Come era per molti prevedibile, il documento redatto dalla commissione capitanata da Marco Ponti, ha riportato gli esiti già più volte sbandierati in campagna elettorale da Di Maio e i suoi, rafforzando l'intenzione di bloccare i lavori tra i parlamentari e la base stretta attorno alla piattaforma Rousseau. Di diverso avviso il leader del Carroccio Matteo Salvini che, forte dei nuovi sondaggi che lo danno ampiamente in testa rispetto agli alleati di governo e conscio che lo stop alla maxi opera potrebbe comportare una falla di voti verso lo storico compagno del centrodestra, Forza Italia, fa pressioni affinché si trovi una soluzione di comodo, il famoso compromesso, che diventa ardua impresa quando si ha a che fare con un progetto infrastrutturale da miliardi di euro, per di più a cavallo tra due Paesi e con lo zampino dell'Unione Europea.

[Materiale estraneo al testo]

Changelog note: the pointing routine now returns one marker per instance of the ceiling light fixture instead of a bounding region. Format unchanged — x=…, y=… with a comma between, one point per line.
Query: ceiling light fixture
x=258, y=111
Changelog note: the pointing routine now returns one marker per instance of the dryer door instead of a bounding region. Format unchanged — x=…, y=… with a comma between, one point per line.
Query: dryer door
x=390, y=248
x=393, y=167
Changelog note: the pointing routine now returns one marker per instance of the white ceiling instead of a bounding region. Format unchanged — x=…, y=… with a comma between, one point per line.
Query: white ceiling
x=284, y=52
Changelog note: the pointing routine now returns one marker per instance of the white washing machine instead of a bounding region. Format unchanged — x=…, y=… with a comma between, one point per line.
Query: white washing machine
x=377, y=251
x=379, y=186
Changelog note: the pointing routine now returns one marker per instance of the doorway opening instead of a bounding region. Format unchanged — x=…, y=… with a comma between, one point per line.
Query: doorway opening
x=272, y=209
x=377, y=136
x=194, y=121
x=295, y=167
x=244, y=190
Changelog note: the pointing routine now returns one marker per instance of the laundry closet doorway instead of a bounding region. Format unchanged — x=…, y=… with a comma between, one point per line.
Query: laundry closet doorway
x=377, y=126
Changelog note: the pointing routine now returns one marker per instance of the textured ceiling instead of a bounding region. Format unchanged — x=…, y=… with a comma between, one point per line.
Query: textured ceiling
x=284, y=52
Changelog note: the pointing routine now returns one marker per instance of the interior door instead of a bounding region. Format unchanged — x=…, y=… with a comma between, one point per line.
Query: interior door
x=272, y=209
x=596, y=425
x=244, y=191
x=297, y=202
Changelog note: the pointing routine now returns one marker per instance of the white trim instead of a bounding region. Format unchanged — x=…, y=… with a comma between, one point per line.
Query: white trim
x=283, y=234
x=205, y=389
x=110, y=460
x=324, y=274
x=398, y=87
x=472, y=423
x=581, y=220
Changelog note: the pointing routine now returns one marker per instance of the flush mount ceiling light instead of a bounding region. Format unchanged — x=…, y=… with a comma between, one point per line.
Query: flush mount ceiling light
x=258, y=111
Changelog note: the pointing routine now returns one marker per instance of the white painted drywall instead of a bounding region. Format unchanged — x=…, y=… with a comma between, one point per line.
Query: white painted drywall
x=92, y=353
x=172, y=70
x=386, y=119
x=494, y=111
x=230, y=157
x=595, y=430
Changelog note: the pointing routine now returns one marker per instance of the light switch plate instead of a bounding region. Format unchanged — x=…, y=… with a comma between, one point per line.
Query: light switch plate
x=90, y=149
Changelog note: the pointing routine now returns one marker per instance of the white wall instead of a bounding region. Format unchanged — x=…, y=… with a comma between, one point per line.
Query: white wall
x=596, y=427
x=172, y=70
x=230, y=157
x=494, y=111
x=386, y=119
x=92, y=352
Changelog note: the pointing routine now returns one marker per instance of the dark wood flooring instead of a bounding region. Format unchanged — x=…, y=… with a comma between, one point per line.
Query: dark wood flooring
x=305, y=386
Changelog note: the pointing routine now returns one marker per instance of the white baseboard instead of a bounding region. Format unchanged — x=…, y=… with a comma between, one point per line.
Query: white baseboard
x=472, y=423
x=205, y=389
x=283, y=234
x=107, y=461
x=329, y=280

Giorni duri, quelli a Palazzo Chigi, tra summit con facce scure, telefoni che squillano e le opposizioni strette attorno al cavillo che, sperano, possa far definitivamente vacillare il sedicente governo del cambiamento. Entra qui in scena la figura del premier, che da «burattino», come lo apostrofava soltanto qualche settimana fa il leader dei liberali europei Guy Verhofstadt, deve necessariamente farsi prestigiatore. Sventata, almeno per ora, l'ipotesi di una mini-Tav, sostanzialmente una revisione della spesa per quanto concerne la parte italiana, possibile grazie alla riduzione o all'eliminazione di alcune componenti dell'opera, al Presidente del Consiglio non restano molte frecce nell'arco e il crescente malumore dalle parti dei grillini, tra gli elettori e il direttorio e persino tra le fila parlamentari, lasciano ben poco spazio per manovre mirabolanti. Una magia, un gioco di prestigio, un'illusione. Sembrano queste le disperate armi in mano all'avvocato degli italiani, come si è definito il giorno dell'insediamento. «Siccome prenderemo la scelta migliore per i cittadini, ovviamente il governo non rischia. Mi batterò perché non sia trascurato alcun aspetto per una decisione corretta». Le intenzioni sembrano esserci tutte, ma se si sposta lo sguardo di poco e si apprende della lapidaria sentenza del sottosegretario 5S alla Presidenza del Consiglio, Stefano Buffagni, che dice che «se bisogna andare a casa perché noi non vogliamo buttare soldi per opere vecchie, io non vedo il problema», più che una magia servirà un miracolo.